SQL Query Latency p99 (ms), Databricks

Card class: Hero • Category: Performance

At a glance

SQL Query Latency p99 (ms) is the 99th-percentile completion time for SQL statements on your Databricks SQL warehouses: 99% of queries finish faster than this, and the worst 1% take longer. This is the extreme-tail card. It catches the pathological queries that p95 smooths over: a join exploding on data skew, a scan with no partition pruning, a query stuck behind a giant one in a saturated queue. When p99 alone spikes while p50 and p95 stay calm, you have a small number of specific, fixable offenders rather than a system-wide slowdown.

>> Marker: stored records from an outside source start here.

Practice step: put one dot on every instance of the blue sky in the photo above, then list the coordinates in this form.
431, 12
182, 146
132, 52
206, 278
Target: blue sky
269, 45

What it tracks	The 99th-percentile total query duration on your Databricks SQL warehouses over the window: the slowest 1% of statements.
Data source	Databricks SQL query history (`system.query.history` / Query History API), durations aggregated to the 99th percentile.
Time window	`RT/5m` (real-time, evaluated over a rolling 5-minute window)
Alert trigger	`> 30000ms`. When the trailing-window p99 exceeds 30 seconds, the worst 1% of queries have entered timeout-risk territory and the on-call data engineer is notified.
Roles	owner, engineering
Card class	Hero and Sensitivity card: it drives the Performance health signal and is configurable in the Sensitivity tab.

Calculation

Vortex IQ reads completed statements from your Databricks SQL warehouse query history over the rolling 5-minute window and computes the 99th percentile of total query duration. As with the other latency percentiles, “total duration” is full wall-clock time: queue wait plus compilation/planning plus execution plus result fetch. The value is reported in milliseconds, so 32,000 means 32 seconds. The 99th percentile is deliberately sensitive to outliers. It answers “how bad is a near-worst-case query right now?” and is the percentile most likely to expose individual broken queries. A useful mental model: if p99 is roughly in line with p95, your tail is uniform and load-driven; if p99 is many times p95 (for example p95 = 4s but p99 = 32s), a small set of specific queries is behaving very differently from the rest and should be hunted down by name in Top 10 Slowest SQL Queries.

Worked example

A subscriptions business runs a Pro Large SQL warehouse that serves both finance reporting and an hourly Delta job that aggregates order events into a churn-risk table. Snapshot taken on 02 May 26 at 14:10 BST.

Reading	Value
p50 latency	520ms
p95 latency	3,900ms (healthy, below 5,000ms)
p99 latency	34,500ms (alert: above 30,000ms)
Warehouse saturation	41%
Slow-query rate	1.3%

The p99 card turns red at 34.5 seconds, but p50, p95, saturation, and slow-query rate are all healthy. This pattern is unambiguous: the warehouse is not under load. A tiny number of queries (the worst 1%) are running enormously slower than everything else.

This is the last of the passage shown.